After the darkest moment in human history, we find a short telling of a man who was faced with an opportunity to act. Joseph of Arimathea is described by scripture as a secret follower of Jesus (John 19:38) and a member of the Jewish high council (most likely the Sanhedrin). These two descriptors of Joseph would definitely have caused him some tension, especially as they related to the treatment and death of Christ. We are also told in Luke 23:50 that Joseph was a good and righteous man, but John 19:38 tells us that he feared the Jewish leaders. We see a division in the person of Joseph. He knew what to do and how to do it, but something was holding him back. His fear of the Jewish leaders was holding back his full commitment to the cause of Jesus. And maybe we can let him slide for fearing the Jewish leaders. Even though the Jewish leaders did not have the authority to put Jesus to death (John 18:31), they still managed to manipulate Pilate and Herod into doing it. If they could do that to Jesus, imagine what they could do to Joseph. At the very least, he would become a social outcast and lose his status in the community. These sorts of fears were holding him back from becoming the person that God intended him to be.

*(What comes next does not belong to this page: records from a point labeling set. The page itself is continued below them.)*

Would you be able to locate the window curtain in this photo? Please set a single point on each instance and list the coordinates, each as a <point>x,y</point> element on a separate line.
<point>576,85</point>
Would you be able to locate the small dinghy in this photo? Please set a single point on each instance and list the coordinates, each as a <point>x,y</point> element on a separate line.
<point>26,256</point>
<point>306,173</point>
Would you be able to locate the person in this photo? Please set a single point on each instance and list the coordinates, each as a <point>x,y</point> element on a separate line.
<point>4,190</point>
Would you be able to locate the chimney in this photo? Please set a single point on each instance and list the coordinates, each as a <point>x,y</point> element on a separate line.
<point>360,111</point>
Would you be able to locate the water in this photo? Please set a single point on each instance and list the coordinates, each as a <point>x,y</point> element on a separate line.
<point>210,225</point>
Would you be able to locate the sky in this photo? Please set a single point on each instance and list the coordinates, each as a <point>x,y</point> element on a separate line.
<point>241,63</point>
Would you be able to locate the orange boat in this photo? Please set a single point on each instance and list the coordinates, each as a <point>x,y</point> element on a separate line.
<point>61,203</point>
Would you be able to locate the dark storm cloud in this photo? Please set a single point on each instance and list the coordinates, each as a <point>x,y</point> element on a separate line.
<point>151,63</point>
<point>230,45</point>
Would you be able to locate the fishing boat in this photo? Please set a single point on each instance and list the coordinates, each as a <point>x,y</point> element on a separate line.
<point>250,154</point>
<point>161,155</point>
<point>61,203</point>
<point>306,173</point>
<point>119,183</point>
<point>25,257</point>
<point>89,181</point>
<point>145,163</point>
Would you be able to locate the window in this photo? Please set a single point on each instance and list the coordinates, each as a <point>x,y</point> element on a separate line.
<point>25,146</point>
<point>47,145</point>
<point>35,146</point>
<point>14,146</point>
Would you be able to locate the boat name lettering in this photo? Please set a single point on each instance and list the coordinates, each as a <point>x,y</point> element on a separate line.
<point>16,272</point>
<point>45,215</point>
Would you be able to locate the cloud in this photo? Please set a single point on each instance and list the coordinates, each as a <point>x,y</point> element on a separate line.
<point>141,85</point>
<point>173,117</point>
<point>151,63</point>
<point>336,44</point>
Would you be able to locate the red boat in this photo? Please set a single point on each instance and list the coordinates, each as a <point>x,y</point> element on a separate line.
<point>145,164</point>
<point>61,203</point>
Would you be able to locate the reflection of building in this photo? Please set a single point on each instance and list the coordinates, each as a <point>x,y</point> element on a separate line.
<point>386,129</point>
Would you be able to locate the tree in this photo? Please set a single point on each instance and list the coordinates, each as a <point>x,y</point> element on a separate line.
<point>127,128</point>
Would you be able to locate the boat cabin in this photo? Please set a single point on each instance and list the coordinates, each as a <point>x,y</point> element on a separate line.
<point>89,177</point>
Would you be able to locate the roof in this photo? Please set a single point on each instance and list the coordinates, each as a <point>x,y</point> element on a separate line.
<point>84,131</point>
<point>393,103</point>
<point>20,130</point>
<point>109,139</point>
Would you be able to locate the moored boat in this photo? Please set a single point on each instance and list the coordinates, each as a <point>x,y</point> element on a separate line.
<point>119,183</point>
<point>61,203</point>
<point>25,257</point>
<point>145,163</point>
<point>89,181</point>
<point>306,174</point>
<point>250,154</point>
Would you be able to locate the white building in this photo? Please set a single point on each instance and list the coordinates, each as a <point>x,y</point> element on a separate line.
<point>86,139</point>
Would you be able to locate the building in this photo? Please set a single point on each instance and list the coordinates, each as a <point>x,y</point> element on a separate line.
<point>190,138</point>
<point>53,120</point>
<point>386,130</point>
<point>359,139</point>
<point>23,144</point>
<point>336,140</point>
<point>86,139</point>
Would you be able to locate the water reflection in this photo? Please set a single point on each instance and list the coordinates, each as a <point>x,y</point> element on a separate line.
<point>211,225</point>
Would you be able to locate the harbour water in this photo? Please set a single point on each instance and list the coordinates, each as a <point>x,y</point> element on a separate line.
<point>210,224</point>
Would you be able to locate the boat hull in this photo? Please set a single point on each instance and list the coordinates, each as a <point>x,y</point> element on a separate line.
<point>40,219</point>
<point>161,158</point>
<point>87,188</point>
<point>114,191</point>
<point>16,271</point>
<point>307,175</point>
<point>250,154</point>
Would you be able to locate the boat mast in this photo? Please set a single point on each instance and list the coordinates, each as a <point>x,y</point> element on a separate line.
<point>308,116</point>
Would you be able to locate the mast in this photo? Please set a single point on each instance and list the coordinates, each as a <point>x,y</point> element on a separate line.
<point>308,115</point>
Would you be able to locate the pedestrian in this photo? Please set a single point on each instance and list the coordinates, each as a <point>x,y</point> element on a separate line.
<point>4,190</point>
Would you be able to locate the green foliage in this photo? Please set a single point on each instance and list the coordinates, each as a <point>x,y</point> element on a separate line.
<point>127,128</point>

We have all seen it. There is a homeless man or woman on the street making their request for money or food. How many times have we walked around or driven past them? Have many times have we not stopped and talked with them? Let’s make it even more personal. How many times have we known that someone is going through something but we just don’t want to get involved? We rationalize it. “It’s none of my business.” “I have my own problems.” “They got themselves in this mess, they can get themselves out of it.” “What would people say if they saw me sitting with that person at lunch?” From physical to social issues, we are surrounded by people who just need a touch, a comforting reminder—some care along the road.

The power of God and the witness of Jesus Christ changed the heart and mind of Joseph of Arimathea. It is one thing to say that you are a follower of Christ. It is yet another to actually be a follower of Christ. Joseph risked everything he had and everything that he would ever be when he stepped up to Pilate and asked for the body of Jesus. You can almost imagine the stares of the other leaders, Roman and Jewish, as one of their own steps forward. He steps out of secrecy and into reality. He is stepping out of the shallow end of the pool into where it is deep. He is stepping out of being an acquaintance and into a relationship with Jesus.

Caring for others along the way will mean that you have to take risks. Like Joseph, you may have to risk your social standing, your popularity, some friendships, a new position, or possibly even your job. It will cost you something. Joseph of Arimathea put Jesus in his own tomb—a tomb meant for himself or one of his family members. This was a personal expense to him with no chance of reimbursement. Jesus taught us in Luke 9:24 that “if you give up your life for my sake, you will save it.” We must be like Joseph of Arimathea. We need to throw caution to the wind and show compassion to other travelers along the way, especially the ones that no one else will help. When faced with a crisis of faith, we must continue “doing the most good” for everyone around us.